Open Bug 468779 Opened 16 years ago Updated 2 years ago

Consider integrating Chromium's changes to Hunspell

Categories

(Core :: Spelling checker, enhancement)

enhancement

Tracking

()

People

(Reporter: brettw, Unassigned)

References

(Blocks 2 open bugs)

Details

(Keywords: memory-footprint, parity-chrome, perf)

This is mostly a FYI bug so you know what Chromium did with Hunspell. Mozilla may want to consider similar changes.

Chromium rewrote the storage layer of Hunspell to use a binary data structure that can be loaded much more quickly. Parsing and mallocing (on the order of 100,000 mallocs if I recall) the data for the dictionary list takes a noticeable amount of time the first tine you type a word. Furthermore, there is a lot of duplication of the affix rules (it's uniquely copied into every word) which takes a lot of extra space.

Chromium uses am optimized binary trie for storing the word list. It doesn't require much work to initialize so eliminates the quick hang when you type the first word (mostly a memory map of the dictionary file so the OS pages it in as needed). It uses significantly less memory at runtime, between 5 and 20 MB less depending on the language, because the affix data isn't duplicated in each word and there are not thousands of individual mallocs.

It's not perfect as-is. I think Mozilla uses an newer version of Hunspell (but Chromium will presumably merge the changes to a future one at some point). The binary trie is also not currently big-endian safe. But this is an area where Mozilla can get a lot of additional performance.

Chromium's changed copy of Hunspell is here:
http://src.chromium.org/viewvc/chrome/trunk/src/chrome/third_party/hunspell/

The custom binary storage layer and converter for the current hunspell format is in the "google" subdirectory. The rest of the changes are controlled by the HUNSPELL_CHROME_CLIENT ifdef added in the src directory in various places. Feel free to contact me if you have any questions.
Severity: minor → enhancement
Version: unspecified → Trunk
Thanks for the info, Brett!  Sounds like a worthwhile direction to look into...
Whiteboard: [parity-Chrome]
Yeah, thanks Brett --- appreciate it. We just need to find someone to do the actual work. It would probably be reasonably straightforward for someone new to the project.
how are the chromium changes licensed?
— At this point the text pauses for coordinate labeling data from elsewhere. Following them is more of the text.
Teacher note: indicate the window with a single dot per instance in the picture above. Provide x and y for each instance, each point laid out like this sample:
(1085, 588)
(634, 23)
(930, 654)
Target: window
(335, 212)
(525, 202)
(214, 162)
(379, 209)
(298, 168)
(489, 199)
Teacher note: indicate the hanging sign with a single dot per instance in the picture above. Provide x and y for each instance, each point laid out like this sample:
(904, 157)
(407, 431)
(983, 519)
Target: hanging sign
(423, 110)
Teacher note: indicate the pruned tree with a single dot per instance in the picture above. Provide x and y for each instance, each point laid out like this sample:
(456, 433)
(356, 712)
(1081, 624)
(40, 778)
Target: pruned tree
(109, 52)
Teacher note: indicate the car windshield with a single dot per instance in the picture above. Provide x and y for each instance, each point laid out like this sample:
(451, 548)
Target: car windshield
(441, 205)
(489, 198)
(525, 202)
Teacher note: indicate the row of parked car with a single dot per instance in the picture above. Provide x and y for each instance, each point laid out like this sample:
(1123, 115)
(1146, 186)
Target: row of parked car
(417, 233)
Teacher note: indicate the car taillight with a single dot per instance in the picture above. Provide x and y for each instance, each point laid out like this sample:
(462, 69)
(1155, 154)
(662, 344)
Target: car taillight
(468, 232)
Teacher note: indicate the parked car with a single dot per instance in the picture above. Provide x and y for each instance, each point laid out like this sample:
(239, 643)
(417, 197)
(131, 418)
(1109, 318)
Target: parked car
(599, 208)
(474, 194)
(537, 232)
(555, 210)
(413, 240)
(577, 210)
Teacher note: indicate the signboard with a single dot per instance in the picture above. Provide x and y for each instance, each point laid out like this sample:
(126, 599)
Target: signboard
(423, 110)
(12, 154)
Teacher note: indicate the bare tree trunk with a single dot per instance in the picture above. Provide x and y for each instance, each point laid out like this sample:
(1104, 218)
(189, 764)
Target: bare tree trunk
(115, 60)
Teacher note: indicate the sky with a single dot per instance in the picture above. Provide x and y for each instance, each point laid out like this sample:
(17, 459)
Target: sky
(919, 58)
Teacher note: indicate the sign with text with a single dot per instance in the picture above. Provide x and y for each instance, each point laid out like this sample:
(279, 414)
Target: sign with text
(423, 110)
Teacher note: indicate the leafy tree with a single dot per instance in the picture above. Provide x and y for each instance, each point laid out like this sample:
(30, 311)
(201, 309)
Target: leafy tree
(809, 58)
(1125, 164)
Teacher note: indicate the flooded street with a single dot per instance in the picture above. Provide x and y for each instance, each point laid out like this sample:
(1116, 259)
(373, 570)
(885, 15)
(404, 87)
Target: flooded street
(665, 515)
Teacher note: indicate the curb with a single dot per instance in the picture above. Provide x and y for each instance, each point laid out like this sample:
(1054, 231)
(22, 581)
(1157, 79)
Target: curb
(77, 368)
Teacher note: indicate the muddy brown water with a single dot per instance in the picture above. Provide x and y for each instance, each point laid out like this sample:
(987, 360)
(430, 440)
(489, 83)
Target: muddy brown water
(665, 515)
Do they follow LGPL+MPL?
Flags: wanted1.9.2?
Keywords: footprint, perf
Is there a bug to upstream those changes into hunspell itself?
Assignee: nobody → ehsan.akhgari
Chromium's hunspell 1.2.8 port (which is the version we use) now lives here:

<http://src.chromium.org/viewvc/chrome/trunk/deps/third_party/hunspell128/>

From what I could decipher from Chromium's build scripts, they don't use the 1.2.8 port yet (Brett, please correct me if I'm wrong.)  Also, we can't do a simple copy & paste port to our tree because the Chromium specific uses STL, which we can't use (but I don't expect porting the STL data structures to NSPR's equivalents would be too difficult.)

So, I think we should wait until Chromium moves to the 1.2.8 port, and then start our own port.  We would probably want to maintain the changes made by our port as a patch inside our tree, so that we can make future upgrades from Chromium code base easier.

Comments/suggestions welcome.
I looked it up and we are using the hunspell128 directory.
(In reply to comment #8)
> I looked it up and we are using the hunspell128 directory.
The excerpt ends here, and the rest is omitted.